CHAPITRE XXXIV. L’Exécution.

« Je te conduirai dans le bois,

« Tu prendras un arbre à ton choix. »

Ancienne ballade.

Grâces soient rendues à Dieu, qui nous a donné le pouvoir de rire et de faire rire les autres, et honte au gros lourdaud qui rougirait de remplir les fonctions de fou ! Voici une plaisanterie (et ce n’est pas une des meilleures, bien qu’elle ait eu l’avantage d’amuser deux princes) qui a mieux réussi que n’auraient pu le faire mille raisons d’État, pour empêcher une guerre entre la Bourgogne et la France.

Telle fut la conclusion que tira le Glorieux lorsque, par suite de la réconciliation dont nous avons rendu compte à la fin du chapitre précédent, la triple garde qui veillait autour du château de Péronne fut relevée de ce poste. Le roi quitta la Tour du comte Herbert, cette tour de si mauvais augure ; et à la grande satisfaction des Français et des Bourguignons, la confiance et l’amitié parurent rétablies, du moins à l’extérieur, entre le duc Charles et son seigneur suzerain. Cependant le roi, quoique traité avec les égards et le cérémonial d’usage, voyait parfaitement qu’il était encore l’objet des soupçons de son puissant vassal ; mais il était assez prudent pour ne pas avoir l’air de s’en apercevoir, et il paraissait se regarder comme entièrement libre.

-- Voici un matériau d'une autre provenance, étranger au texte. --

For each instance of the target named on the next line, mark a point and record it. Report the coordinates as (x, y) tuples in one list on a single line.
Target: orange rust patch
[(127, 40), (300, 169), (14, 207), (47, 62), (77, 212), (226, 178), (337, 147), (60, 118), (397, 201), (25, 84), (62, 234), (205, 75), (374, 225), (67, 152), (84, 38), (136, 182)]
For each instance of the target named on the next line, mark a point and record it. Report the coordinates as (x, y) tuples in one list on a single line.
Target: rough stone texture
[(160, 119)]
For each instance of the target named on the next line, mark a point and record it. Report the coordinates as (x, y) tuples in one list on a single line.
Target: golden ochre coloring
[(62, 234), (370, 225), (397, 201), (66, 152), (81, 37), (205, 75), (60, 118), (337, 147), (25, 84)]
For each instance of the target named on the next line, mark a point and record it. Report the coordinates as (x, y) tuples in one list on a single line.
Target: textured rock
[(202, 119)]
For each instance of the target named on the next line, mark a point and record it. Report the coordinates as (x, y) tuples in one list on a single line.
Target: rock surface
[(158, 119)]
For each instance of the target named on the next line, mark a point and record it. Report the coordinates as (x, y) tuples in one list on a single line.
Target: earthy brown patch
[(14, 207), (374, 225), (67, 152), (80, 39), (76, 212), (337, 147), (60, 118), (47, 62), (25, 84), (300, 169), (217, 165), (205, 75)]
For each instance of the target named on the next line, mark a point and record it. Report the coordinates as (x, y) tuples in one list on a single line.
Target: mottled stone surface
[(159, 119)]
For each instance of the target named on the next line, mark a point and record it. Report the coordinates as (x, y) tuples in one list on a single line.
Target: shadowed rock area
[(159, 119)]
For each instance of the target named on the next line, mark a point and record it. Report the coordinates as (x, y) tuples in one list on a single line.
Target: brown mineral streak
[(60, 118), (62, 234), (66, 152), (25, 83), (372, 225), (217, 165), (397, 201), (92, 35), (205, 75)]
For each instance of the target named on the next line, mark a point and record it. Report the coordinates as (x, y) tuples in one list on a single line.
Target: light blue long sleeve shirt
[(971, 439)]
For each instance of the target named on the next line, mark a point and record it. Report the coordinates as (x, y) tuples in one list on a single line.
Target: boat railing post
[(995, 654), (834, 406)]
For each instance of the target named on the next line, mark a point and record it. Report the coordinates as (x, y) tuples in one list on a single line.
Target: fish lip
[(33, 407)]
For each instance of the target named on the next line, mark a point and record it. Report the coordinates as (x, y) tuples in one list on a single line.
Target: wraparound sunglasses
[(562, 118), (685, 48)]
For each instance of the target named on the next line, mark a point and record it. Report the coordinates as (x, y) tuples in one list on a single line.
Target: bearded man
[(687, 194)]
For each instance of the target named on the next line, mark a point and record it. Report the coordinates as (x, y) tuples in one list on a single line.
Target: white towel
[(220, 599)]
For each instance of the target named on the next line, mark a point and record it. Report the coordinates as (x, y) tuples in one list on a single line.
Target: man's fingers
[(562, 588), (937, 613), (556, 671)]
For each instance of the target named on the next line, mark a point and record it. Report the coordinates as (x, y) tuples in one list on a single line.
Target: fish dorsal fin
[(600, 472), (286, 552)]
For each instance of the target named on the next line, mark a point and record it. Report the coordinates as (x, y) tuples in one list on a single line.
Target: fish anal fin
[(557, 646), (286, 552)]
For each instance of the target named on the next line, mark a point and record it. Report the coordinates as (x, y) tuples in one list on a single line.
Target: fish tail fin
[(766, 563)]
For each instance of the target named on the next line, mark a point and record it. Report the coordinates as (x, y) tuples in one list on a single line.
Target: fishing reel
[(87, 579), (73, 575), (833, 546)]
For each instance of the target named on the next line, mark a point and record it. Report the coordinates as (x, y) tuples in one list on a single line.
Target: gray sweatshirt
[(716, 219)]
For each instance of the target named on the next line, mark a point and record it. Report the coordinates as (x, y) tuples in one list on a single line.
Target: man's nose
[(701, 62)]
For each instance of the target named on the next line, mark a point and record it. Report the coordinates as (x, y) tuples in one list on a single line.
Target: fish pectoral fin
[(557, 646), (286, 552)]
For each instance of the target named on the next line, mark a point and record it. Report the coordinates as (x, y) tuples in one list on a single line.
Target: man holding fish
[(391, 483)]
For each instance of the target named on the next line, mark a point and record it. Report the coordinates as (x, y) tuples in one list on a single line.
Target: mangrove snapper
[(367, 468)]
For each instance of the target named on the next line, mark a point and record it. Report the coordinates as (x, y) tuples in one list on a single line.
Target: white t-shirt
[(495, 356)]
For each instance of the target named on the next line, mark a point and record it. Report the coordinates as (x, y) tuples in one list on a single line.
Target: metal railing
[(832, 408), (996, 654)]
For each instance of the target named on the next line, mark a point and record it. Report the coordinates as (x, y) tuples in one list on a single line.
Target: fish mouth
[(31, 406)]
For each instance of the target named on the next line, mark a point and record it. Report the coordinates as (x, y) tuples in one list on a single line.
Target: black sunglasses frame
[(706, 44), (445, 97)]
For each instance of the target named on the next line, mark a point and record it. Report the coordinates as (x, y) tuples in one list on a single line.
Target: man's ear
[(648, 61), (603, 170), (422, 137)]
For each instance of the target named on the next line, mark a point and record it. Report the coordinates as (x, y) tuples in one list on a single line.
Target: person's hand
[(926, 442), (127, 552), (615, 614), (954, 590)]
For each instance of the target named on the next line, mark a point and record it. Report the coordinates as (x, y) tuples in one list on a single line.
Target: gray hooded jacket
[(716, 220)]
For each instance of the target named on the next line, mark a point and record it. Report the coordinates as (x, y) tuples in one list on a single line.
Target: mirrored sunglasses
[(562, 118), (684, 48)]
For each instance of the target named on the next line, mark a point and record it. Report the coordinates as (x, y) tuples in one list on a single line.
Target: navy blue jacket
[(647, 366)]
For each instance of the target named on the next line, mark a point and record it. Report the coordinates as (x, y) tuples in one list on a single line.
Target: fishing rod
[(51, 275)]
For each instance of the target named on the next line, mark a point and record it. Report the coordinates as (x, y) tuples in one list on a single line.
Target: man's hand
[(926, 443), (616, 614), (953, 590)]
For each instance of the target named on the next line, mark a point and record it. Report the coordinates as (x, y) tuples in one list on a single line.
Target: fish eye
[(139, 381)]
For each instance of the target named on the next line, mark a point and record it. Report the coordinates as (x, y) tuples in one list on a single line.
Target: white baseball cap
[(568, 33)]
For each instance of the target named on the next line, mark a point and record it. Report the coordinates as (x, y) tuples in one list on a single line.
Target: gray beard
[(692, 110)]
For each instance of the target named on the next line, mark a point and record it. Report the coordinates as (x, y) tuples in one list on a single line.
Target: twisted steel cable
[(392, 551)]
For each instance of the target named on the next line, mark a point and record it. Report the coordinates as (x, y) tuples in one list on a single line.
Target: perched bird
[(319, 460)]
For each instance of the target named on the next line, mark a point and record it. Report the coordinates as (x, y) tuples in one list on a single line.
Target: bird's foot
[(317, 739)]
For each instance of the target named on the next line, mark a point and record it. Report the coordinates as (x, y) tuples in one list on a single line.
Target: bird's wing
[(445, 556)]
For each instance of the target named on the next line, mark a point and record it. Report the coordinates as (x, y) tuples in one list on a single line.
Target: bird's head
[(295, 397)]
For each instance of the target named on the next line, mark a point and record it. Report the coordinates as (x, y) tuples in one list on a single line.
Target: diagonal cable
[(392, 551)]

– Néanmoins, comme c’est assez l’ordinaire en pareil cas, tandis que les parties principalement intéressées avaient à peu près transigé sur leurs différends, un des agens subalternes de leurs intrigues éprouvait amèrement combien est vraie cette maxime politique, que si les grands ont souvent besoin de vils instrumens, ils en indemnisent la société en les abandonnant à leur destin dès qu’ils leur deviennent inutiles.

Cet agent était Hayraddin Maugrabin, que les officiers du duc avaient livré au grand prévôt du roi de France, et que Tristan avait confié aux soins de ses deux fidèles aides-de-camp Trois-Échelles et Petit-André, chargés de l’expédier sans perte de temps. Placé entre ces deux personnages, l’un jouant l’Allegro, l’autre le Penseroso, suivi de quelques gardes et d’une foule immense de peuple, il s’avançait (pour nous servir d’une comparaison moderne) comme Garrick entre la Tragédie et la Comédie , vers une forêt voisine, où pour abréger la cérémonie et s’épargner la peine de dresser un gibet, les maîtres de son destin avaient résolu de l’accrocher au premier arbre qui leur paraîtrait convenable.

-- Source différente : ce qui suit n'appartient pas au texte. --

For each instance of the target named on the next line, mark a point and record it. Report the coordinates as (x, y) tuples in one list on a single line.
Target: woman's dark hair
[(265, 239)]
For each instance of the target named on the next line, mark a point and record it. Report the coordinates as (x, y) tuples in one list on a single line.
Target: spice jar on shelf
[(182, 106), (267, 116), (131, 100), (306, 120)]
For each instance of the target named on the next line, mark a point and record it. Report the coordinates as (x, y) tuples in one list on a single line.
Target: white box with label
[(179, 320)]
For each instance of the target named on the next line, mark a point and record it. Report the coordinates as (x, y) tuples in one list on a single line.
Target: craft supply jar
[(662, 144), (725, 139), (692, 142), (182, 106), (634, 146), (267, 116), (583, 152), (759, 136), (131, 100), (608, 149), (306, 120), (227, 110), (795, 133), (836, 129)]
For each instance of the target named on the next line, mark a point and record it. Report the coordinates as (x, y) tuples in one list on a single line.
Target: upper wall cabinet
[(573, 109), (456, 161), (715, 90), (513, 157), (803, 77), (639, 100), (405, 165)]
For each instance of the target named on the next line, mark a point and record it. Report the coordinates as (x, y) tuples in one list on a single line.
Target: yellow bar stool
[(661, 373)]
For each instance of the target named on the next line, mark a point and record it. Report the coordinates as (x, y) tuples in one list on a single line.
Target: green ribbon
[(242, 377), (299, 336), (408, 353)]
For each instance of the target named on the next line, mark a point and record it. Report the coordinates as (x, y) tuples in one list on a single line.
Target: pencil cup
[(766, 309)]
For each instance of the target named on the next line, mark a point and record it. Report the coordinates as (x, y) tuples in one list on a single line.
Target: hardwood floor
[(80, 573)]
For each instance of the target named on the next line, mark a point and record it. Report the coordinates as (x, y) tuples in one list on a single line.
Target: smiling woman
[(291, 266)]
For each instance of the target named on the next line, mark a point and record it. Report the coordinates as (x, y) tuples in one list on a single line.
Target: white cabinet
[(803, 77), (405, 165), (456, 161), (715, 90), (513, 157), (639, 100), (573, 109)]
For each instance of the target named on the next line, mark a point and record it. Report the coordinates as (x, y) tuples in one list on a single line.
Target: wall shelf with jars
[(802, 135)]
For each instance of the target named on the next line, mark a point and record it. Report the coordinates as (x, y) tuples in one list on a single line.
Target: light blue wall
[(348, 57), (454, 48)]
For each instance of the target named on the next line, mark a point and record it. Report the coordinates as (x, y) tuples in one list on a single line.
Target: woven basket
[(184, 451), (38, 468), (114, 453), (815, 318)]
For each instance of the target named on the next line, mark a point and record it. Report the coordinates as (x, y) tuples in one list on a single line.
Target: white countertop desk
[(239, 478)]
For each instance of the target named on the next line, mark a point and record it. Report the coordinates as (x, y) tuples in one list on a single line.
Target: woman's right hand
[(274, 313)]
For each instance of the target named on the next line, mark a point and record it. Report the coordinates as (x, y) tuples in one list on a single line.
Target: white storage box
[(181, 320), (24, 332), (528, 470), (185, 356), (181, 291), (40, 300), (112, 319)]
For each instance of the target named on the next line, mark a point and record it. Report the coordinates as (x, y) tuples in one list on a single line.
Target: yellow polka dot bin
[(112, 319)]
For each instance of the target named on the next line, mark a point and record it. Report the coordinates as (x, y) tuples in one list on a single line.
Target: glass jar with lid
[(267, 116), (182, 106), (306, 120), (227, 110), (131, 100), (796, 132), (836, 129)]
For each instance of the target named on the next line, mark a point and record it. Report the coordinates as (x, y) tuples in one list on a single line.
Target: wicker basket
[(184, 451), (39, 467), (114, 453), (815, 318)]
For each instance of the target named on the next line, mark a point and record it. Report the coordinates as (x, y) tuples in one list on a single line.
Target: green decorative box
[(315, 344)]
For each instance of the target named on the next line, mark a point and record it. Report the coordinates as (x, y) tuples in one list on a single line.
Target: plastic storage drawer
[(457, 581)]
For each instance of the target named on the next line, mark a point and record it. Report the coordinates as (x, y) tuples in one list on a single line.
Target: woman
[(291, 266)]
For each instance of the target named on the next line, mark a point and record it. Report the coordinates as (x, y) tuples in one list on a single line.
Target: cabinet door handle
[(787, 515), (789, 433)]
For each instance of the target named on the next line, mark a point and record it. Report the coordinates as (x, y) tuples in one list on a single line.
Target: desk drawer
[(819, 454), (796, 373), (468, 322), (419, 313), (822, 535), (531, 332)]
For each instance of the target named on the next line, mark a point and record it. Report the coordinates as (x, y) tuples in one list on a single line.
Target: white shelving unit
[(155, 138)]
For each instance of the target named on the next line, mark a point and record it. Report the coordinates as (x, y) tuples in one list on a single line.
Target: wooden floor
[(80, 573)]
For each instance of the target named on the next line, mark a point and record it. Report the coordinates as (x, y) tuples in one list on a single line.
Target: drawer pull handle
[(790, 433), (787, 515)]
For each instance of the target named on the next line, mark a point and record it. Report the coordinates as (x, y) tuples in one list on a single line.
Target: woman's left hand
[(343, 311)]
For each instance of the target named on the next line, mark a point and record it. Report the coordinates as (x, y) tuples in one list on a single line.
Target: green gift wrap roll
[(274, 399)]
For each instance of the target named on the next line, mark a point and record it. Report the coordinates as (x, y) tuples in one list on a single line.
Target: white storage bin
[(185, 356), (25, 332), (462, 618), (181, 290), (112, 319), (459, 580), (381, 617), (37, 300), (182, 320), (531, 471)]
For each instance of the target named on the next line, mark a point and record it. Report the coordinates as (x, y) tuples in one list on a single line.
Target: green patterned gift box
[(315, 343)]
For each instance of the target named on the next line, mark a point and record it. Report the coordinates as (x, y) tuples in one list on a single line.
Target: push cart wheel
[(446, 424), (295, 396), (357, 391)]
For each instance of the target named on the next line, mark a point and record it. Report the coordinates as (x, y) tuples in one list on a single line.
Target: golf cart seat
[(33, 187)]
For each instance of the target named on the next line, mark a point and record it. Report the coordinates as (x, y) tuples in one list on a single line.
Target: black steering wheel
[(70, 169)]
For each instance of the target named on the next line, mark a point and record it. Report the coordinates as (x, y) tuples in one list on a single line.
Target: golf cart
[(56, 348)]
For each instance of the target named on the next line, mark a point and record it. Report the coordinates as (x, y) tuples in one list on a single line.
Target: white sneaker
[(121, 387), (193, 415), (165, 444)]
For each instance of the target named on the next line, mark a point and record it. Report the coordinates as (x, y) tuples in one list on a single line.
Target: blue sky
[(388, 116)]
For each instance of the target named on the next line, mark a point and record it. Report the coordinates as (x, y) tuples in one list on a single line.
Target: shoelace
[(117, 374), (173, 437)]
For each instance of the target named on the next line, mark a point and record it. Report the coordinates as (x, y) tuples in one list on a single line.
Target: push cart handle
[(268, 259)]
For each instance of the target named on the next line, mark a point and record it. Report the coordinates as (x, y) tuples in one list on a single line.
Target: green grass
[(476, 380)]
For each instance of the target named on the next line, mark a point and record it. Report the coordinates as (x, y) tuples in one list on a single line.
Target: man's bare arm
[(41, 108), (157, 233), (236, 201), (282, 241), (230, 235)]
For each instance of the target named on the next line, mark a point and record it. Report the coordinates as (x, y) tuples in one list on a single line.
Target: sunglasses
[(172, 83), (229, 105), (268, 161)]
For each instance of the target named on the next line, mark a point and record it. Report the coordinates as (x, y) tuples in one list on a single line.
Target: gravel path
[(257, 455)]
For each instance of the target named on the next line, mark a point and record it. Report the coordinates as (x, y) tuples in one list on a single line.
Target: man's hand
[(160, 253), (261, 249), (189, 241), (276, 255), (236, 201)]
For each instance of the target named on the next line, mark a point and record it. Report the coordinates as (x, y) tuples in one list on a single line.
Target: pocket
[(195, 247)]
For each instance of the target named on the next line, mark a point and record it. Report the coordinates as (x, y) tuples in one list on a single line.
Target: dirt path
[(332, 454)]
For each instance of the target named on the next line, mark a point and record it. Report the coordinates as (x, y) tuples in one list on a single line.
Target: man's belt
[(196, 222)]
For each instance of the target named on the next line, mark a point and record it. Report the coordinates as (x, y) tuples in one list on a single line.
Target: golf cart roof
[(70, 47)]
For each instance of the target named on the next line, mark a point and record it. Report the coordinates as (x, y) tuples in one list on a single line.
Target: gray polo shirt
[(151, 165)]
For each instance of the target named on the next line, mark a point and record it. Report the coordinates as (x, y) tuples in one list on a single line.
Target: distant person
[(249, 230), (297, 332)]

Ils ne furent pas long-temps sans trouver un chêne qui, comme Petit-André le dit facétieusement, était digne de porter un tel gland. Laissant donc le condamné sous la surveillance de quelques gardes, ils commencèrent à improviser leurs dispositions pour la catastrophe finale. En ce moment Hayraddin, jetant un regard sur la multitude qui l’avait accompagné, rencontra les yeux de Quentin Durward. Notre jeune Écossais, croyant avoir reconnu les traits de son guide perfide dans ceux du héraut imposteur, avait suivi la foule pour s’assurer de son identité.

Quand les deux exécuteurs vinrent l’informer que tout était prêt, Hayraddin, avec le plus grand calme, leur dit qu’il avait une grâce à leur demander.

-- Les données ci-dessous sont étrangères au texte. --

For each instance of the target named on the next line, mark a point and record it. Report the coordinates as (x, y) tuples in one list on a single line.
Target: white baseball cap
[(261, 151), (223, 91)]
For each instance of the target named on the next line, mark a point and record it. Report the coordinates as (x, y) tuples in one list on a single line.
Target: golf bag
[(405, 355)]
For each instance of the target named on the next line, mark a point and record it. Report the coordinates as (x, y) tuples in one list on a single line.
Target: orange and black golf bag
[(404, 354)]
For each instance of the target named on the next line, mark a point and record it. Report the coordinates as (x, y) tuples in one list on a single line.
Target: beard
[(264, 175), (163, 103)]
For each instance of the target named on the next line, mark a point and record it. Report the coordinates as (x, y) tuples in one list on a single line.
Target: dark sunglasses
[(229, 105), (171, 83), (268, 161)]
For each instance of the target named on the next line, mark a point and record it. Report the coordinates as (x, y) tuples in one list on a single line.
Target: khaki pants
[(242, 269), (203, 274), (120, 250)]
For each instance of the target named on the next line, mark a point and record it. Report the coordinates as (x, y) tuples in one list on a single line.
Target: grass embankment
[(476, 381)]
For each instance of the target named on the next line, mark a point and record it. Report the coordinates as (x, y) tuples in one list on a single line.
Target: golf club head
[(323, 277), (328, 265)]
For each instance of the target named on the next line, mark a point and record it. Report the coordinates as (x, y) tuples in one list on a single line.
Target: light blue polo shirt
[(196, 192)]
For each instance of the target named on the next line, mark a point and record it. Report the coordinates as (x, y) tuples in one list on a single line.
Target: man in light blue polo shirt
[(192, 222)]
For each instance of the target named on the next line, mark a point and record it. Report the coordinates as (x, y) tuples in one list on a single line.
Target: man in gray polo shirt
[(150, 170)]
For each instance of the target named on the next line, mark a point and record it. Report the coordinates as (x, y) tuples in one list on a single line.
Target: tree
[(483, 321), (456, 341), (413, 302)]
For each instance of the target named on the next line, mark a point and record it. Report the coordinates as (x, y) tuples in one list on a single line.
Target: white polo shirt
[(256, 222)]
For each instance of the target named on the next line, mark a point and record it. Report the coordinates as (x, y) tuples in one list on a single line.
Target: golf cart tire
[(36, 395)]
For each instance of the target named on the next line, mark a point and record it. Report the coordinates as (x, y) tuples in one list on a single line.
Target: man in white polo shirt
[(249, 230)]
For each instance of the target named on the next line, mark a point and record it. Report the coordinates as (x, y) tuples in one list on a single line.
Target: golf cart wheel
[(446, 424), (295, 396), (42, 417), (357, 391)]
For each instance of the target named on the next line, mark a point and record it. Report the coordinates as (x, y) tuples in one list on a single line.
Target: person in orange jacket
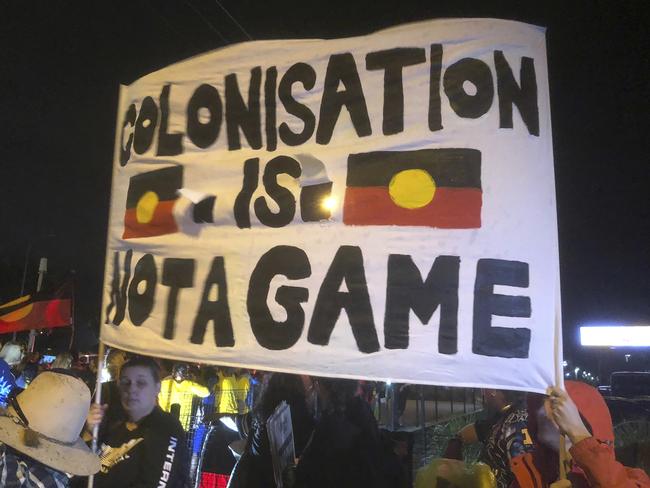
[(582, 415)]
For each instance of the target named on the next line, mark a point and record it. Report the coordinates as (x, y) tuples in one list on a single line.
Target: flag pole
[(98, 401), (42, 270), (559, 370)]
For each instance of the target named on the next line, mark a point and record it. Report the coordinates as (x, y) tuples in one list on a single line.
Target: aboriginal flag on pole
[(35, 312), (428, 187), (150, 202)]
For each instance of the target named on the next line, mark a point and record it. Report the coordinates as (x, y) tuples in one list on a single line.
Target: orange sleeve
[(601, 468)]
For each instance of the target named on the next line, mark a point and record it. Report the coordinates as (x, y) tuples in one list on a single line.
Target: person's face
[(138, 391)]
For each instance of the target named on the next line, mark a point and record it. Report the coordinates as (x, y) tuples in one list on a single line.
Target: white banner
[(377, 207)]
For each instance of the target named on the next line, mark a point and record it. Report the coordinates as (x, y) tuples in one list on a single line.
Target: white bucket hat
[(52, 412)]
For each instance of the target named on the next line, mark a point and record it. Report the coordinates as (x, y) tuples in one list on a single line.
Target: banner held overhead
[(377, 207)]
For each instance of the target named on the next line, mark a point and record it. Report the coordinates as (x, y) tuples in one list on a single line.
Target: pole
[(98, 401), (42, 270), (22, 285), (559, 370)]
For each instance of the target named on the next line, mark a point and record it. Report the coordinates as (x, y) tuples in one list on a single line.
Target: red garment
[(594, 463)]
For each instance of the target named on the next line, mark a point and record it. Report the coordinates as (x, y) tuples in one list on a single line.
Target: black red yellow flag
[(29, 312), (150, 203), (428, 187)]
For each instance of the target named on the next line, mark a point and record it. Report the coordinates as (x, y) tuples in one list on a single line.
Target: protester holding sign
[(255, 469), (346, 449), (252, 185), (582, 415), (147, 448), (39, 434), (503, 433)]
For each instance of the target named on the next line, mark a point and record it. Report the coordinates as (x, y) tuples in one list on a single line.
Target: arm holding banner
[(595, 457)]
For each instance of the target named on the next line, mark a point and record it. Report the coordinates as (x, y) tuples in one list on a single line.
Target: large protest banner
[(377, 207)]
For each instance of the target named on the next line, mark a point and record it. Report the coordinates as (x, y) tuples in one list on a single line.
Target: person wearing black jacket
[(346, 450), (147, 447), (255, 468)]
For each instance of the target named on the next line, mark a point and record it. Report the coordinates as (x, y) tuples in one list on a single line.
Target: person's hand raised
[(565, 414)]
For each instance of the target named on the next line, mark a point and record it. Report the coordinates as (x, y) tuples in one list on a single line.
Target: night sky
[(62, 63)]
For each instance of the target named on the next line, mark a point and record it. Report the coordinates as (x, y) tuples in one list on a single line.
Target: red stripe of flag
[(451, 208), (46, 314), (162, 222)]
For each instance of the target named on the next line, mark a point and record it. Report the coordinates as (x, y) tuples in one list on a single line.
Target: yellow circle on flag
[(146, 207), (412, 188)]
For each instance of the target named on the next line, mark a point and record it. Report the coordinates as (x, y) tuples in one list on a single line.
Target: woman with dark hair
[(146, 446), (255, 468), (503, 433), (345, 449)]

– Demandez-nous, mon fils, tout ce qui pourra s’accorder avec notre devoir, et vous l’obtiendrez, lui répondit Trois-Échelles.

– C’est-à-dire, reprit Hayraddin, tout, excepté la vie.

– Précisément, dit Trois-Échelles, et même quelque chose de plus. Car comme vous avez l’air d’être résolu à faire honneur à notre profession et à mourir en homme, sans faire de grimaces, nous ne regarderons pas à vous accorder une dizaine de minutes, s’il le faut, quoique nos ordres soient d’être expéditifs.

– C’est trop de générosité, dit Hayraddin.

– Il est très-vrai qu’on peut nous en blâmer, ajouta Petit-André ; mais que m’importe ? je donnerais ma vie pour un homme leste, ferme, gai et dispos, qui a dessein de faire le premier saut avec grâce, comme il convient à un brave garçon.

– Ainsi donc, dit Trois-Échelles, si vous désirez un confesseur…

– Ou bien, dit son facétieux compagnon, si vous voulez une pinte de vin…

– Ou un psaume, dit la Tragédie.

– Ou une chanson, dit la Comédie.

– Rien de tout cela, mes bons, chers et très-expéditifs amis, dit le Bohémien. Tout ce que je vous demande, c’est quelques minutes d’entretien avec cet archer de la garde.

Les exécuteurs hésitèrent un instant ; mais Trois-Échelles se rappelant qu’il avait entendu dire que Quentin Durward, d’après diverses circonstances, était en grande faveur auprès du roi, ils résolurent de permettre l’entrevue.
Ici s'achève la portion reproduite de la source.